By their own admission, Google’s systems aren’t perfect and such collateral damage from an algorithm change is not unexpected. Google asked us to provide examples of sites we feel are unfairly affected via an online feedback form which was briefly advertised on that very authoritative and highly official channel known today as ‘X’. That form has since closed, you’ll not be surprised to hear.

AI Overviews could cause havoc

AI Overviews may yet cause havoc for publisher’s search traffic. Google has the ability to ramp up the appearance of AI Overviews and insert them into nearly every search result.

Users may even prefer these AI generated snippets rather than reading multiple websites to find the information they’re looking for, with all the usability challenges that those websites offer: Cookie consent banners, email signups, pervasive advertising, affiliate links, and endless streams of third party sponsored content.

Google’s reticence to push AI Overviews further shows that, for now, users are not yet sold on the feature. If and when that changes, we’ll quickly know.

But in the meantime, the real threat to websites’ traffic isn’t whatever new shiny toy Google chooses to incorporate into their search results. It’s the less visible, but much more impactful, tinkering that Google’s engineers do behind the scenes with their core algorithm changes.

This is less of a public lightning rod for criticism. After all, Google can easily hide behind their motivations to ‘improve search’ and ‘reduce spam’. If, in the pursuit of such lofty goals, a few websites have to suffer some unfortunate side-effects, well, that’s the cost of getting a better web.

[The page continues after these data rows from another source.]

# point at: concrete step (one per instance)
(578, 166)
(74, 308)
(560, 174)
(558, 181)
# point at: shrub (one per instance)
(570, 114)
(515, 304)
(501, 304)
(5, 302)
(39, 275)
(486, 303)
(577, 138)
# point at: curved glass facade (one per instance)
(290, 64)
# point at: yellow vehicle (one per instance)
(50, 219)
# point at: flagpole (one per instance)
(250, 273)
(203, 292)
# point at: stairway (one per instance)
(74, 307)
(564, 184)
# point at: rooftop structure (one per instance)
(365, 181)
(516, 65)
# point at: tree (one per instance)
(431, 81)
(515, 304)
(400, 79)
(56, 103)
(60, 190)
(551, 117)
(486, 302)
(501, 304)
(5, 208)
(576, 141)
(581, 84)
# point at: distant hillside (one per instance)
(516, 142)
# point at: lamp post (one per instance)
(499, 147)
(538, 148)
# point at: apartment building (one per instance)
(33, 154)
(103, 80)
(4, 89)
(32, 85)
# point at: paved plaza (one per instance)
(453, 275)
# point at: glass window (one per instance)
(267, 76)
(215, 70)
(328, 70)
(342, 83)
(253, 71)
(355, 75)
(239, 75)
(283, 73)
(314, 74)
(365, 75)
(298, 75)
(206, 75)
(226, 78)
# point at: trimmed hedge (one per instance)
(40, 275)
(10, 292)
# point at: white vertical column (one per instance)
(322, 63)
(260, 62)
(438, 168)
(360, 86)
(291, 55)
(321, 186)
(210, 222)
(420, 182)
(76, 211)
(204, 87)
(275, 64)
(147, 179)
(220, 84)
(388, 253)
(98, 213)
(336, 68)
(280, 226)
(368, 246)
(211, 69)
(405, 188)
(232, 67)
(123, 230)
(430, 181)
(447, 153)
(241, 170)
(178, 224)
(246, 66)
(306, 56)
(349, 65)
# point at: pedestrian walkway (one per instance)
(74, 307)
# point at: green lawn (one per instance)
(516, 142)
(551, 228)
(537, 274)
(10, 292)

But it shouldn’t be up to Google to decide which websites succeed and which fail. Especially if such decisions are made without proper human oversight. These algorithms are black boxes that punish (and rarely reward) websites on factors that not even Google’s own engineers fully understand.

Imagine living in an enclosure, trapped with countless of your peers and one wild unpredictable animal, which may just ignore you or may at any moment and without any warning decide to eat one of you. That’s basically the state of the web today.

At some point in time we’re going to have to decide to work together and get rid of the animal among us.